For Grinnell, that spells good news for Greif, which manages approximately 4 million tons of recovered fiber annually and consumes primarily OCC at its mills, producing containerboard, coated recycled board and uncoated recycled board.
“When we see a pickup in containerboard production, it’s going to take a while for that stuff to come through the supply chain and emerge again as supply of recycled fiber to our system,” he said. “It’s going to be an extended period before we really see supply resumed to the level that we did.”
“What we’ve seen is an increase in OCC prices over the last six months,” Bloomberg’s Fox added. “This is mainly driven by reduced supply. Why reduced supply? Well, contrary to popular belief, there’s this thing called the recession, and you may not think we’re in it, but I do say we’re in it.”
Getting the best price
Despite the slight price increase, OCC still is not fetching nearly as much per ton as it was in late 2021 and early 2022. At its peak last year, the national average OCC price was $130 per ton. It then tanked to $30 per ton by the end of 2022.
By November of this year, the average U.S. OCC price was $75 per ton thanks to an eight-month run-up, and Moore said the market likely had hit bottom at the end of 2022 as prices continued to rise.
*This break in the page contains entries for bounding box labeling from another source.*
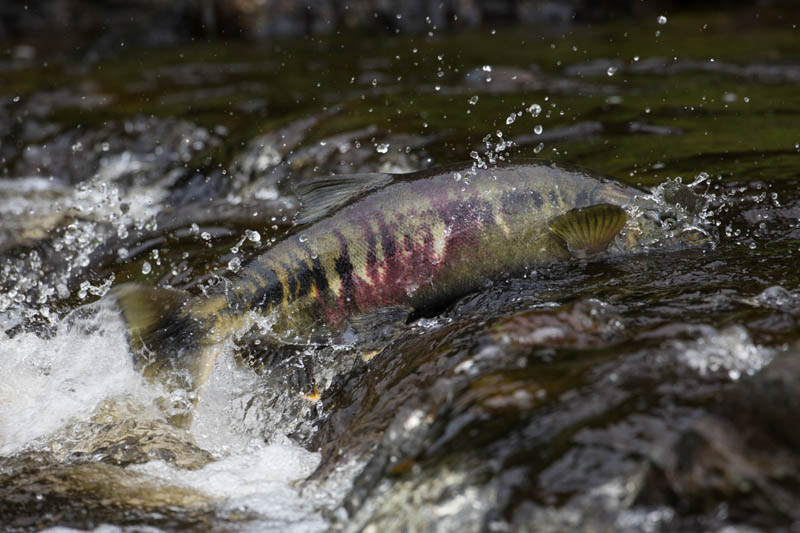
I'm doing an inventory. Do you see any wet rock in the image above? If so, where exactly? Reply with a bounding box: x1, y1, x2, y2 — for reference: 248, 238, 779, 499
0, 453, 219, 532
640, 348, 800, 527
628, 121, 683, 135
490, 300, 622, 348
564, 56, 800, 85
464, 65, 543, 92
311, 301, 720, 531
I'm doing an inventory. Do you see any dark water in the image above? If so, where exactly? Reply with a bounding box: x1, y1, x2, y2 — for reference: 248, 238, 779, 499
0, 12, 800, 531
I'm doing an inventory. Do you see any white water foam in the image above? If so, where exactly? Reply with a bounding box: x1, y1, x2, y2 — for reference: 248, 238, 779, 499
0, 302, 327, 533
0, 305, 154, 455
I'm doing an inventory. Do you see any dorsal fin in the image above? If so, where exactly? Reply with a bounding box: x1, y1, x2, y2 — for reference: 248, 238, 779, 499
549, 204, 628, 254
294, 173, 392, 225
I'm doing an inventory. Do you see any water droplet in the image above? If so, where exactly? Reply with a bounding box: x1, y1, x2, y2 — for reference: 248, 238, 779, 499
528, 104, 542, 118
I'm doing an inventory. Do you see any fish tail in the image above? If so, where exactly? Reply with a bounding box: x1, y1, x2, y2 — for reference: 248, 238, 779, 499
111, 283, 219, 424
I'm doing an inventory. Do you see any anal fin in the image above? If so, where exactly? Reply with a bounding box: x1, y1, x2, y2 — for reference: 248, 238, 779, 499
548, 204, 628, 255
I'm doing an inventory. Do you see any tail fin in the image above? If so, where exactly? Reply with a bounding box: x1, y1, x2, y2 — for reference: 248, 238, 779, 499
111, 283, 219, 425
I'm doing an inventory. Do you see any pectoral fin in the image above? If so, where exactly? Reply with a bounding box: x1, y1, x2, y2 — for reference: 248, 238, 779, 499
549, 204, 628, 255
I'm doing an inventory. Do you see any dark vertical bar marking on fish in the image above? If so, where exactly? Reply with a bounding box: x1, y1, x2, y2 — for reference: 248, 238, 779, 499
252, 261, 283, 311
311, 256, 329, 296
293, 259, 314, 298
378, 220, 397, 261
575, 189, 589, 207
333, 231, 357, 309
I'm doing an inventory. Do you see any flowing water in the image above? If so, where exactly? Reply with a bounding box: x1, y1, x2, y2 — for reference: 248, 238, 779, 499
0, 12, 800, 532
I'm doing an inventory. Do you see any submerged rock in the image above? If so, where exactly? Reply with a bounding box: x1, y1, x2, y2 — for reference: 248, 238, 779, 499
639, 348, 800, 528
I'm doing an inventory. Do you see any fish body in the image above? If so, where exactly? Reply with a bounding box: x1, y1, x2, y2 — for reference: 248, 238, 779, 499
226, 160, 641, 338
115, 161, 692, 406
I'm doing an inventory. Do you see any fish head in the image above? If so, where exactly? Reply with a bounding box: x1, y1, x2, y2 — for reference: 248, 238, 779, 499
612, 180, 716, 252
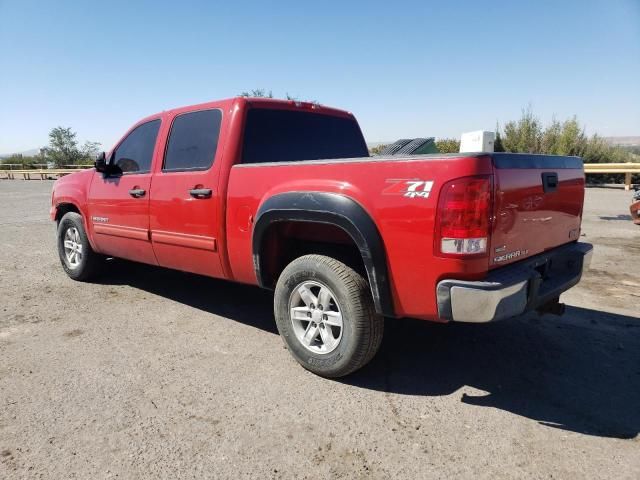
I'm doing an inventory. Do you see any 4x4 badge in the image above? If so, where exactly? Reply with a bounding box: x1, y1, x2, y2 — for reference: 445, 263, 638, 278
382, 179, 433, 198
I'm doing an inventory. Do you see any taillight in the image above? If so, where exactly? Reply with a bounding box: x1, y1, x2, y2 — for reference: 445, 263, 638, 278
435, 176, 491, 256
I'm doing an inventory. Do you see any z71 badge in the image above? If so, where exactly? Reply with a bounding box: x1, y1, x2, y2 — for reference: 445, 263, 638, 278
382, 179, 433, 198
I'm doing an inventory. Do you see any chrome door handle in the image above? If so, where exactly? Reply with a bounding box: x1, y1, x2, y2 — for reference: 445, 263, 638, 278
189, 188, 213, 198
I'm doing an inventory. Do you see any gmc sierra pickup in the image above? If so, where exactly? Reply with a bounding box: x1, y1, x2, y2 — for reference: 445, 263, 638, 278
51, 98, 592, 377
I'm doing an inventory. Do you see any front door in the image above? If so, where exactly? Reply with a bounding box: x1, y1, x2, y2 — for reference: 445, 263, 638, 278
150, 109, 223, 277
88, 119, 160, 264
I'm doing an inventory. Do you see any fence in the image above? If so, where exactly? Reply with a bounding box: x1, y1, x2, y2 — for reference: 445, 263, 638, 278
0, 163, 640, 190
0, 165, 93, 180
584, 163, 640, 190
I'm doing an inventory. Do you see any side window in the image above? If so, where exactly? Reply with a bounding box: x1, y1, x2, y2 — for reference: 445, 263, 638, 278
162, 110, 222, 171
113, 120, 160, 173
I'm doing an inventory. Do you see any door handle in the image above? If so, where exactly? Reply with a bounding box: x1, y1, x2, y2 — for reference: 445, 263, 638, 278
189, 188, 212, 198
541, 172, 558, 193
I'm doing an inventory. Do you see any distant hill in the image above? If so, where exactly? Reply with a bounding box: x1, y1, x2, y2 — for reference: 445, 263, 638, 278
0, 148, 40, 158
604, 136, 640, 147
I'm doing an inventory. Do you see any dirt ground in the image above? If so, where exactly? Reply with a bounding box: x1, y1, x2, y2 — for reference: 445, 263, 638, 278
0, 180, 640, 479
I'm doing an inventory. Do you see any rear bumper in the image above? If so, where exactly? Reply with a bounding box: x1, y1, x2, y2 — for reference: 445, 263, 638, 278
629, 200, 640, 225
437, 243, 593, 323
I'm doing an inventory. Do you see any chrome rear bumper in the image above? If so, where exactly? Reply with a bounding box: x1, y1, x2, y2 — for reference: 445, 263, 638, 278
437, 243, 593, 323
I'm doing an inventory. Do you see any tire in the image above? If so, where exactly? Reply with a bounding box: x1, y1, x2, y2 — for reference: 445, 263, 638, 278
274, 255, 384, 378
57, 212, 102, 282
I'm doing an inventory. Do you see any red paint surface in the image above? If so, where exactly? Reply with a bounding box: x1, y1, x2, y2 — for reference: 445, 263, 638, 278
53, 98, 584, 320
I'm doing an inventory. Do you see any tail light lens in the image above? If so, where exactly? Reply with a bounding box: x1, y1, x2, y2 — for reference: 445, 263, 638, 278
435, 176, 491, 257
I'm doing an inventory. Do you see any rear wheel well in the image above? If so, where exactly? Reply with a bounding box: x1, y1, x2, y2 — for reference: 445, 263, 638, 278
258, 221, 367, 288
56, 203, 82, 223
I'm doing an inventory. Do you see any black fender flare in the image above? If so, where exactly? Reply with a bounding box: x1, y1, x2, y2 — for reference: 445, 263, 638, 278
252, 192, 395, 317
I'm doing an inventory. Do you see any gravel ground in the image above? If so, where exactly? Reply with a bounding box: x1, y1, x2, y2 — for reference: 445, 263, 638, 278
0, 180, 640, 479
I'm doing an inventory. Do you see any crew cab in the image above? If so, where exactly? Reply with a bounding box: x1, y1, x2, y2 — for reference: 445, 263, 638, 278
51, 97, 592, 377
He compared the volatility of OCC on a quarterly basis with other commodities such as copper, cotton and brent crude oil. When averaged out, OCC is one of the most volatilely priced commodities in the world, Moore said.
“The question a lot of us get … is, ‘How in the world can OCC prices be going up when there’s so much downtime [and] so little demand in the industry?’” Grinnell said. “It seems counterintuitive.
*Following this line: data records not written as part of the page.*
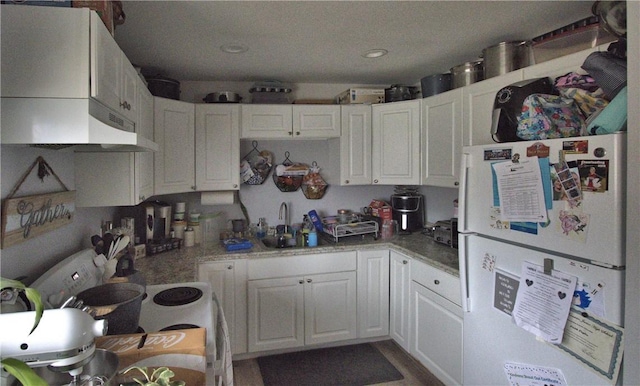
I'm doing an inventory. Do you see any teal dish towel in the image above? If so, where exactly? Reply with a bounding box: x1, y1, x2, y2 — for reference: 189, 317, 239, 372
587, 86, 627, 135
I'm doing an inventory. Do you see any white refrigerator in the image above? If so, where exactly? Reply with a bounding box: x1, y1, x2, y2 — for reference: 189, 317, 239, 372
458, 133, 626, 385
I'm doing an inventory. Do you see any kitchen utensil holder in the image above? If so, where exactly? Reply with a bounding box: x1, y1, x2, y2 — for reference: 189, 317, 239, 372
240, 141, 273, 185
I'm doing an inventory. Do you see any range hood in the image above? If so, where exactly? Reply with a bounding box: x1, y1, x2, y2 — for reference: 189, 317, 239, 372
0, 97, 158, 152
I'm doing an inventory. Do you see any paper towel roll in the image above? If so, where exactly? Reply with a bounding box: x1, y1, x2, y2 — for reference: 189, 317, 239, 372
200, 191, 235, 205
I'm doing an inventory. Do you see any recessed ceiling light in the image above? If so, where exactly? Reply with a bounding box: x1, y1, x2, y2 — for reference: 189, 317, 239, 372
220, 44, 249, 54
362, 48, 389, 58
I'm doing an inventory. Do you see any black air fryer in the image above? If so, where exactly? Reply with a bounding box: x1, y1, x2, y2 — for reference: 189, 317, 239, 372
491, 78, 557, 142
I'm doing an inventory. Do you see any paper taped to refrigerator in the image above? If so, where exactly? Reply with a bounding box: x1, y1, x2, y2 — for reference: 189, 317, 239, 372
512, 261, 577, 344
491, 157, 547, 222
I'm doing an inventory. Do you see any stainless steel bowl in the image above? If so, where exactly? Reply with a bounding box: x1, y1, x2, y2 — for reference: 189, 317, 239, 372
7, 348, 120, 386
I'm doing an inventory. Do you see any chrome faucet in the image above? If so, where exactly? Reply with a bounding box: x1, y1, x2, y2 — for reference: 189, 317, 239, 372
278, 202, 289, 233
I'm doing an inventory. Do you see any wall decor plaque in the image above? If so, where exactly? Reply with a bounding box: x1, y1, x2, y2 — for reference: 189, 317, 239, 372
1, 157, 76, 248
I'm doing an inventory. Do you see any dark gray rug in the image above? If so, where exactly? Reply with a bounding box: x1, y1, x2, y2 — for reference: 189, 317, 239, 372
257, 343, 403, 386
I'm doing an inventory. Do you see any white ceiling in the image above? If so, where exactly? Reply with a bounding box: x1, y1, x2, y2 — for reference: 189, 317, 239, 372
116, 1, 593, 84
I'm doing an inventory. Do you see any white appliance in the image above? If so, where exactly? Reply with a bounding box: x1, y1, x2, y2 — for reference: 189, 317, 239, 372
459, 133, 626, 385
24, 249, 233, 386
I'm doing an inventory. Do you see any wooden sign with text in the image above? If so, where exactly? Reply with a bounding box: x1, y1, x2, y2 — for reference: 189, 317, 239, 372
2, 191, 76, 248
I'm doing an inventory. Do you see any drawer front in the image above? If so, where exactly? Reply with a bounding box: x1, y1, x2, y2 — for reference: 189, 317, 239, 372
248, 251, 357, 280
411, 260, 462, 305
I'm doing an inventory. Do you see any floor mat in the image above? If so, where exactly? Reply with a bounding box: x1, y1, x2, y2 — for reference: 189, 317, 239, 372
257, 343, 403, 386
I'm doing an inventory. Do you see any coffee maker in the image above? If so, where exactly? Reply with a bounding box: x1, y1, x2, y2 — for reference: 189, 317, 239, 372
391, 188, 424, 233
135, 201, 171, 243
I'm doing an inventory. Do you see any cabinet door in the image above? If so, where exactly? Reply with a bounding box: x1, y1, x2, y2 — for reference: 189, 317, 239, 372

“Capacity and demand are two different things, right? We know there’s a lot of underutilization of capacity right now, but that doesn’t change the fact that a lot of where the consumption is occurring and who’s doing the buying has changed.”
When looking at pricing and demand, Grinnell said choosing a reference point makes all the difference. For example, if the reference point is when packaging demand was “as good as it’s gotten” in the first half of 2022, the story of today becomes the bottoming out of the market. But, if the reference point is early 2023 when OCC pricing hit its trough, “we see it’s a pretty different story,” he said.
“It’s modest, it’s moderate, it’s incremental, but our industry, and particularly OCC, reacts to incremental change,” Grinnell added. “Pricing moves with relatively small shifts in supply-demand and, in this case, the demand has actually seen a relatively positive trend since we got to that trough.”
He suggested using technology to frame a more realistic picture of where the industry is headed at any given moment. “When I want a hotel room, do I pick up my phone and start making calls? I did that 20 years ago, but I don’t have to do that anymore,” Grinnell said. “We live in a world where a lot more is possible with technology; we don’t have to keep doing things the way we did them 20 years ago, and I think that kind of visibility and real-world data would help guide the industry to a more realistic view of where things are headed.
“Nobody can predict what’s going to happen to the price. There’s a lot of things over the long term that [can] continue to support the price of OCC. We’ve got inflation working against us, we’ve got lower economic activity domestically and overseas that’s working against us, and these things will recover as we go through time.”
Moore added, “When we look at the world growth demand by grade, it’s really pretty clear to see that OCC … is where the action is.”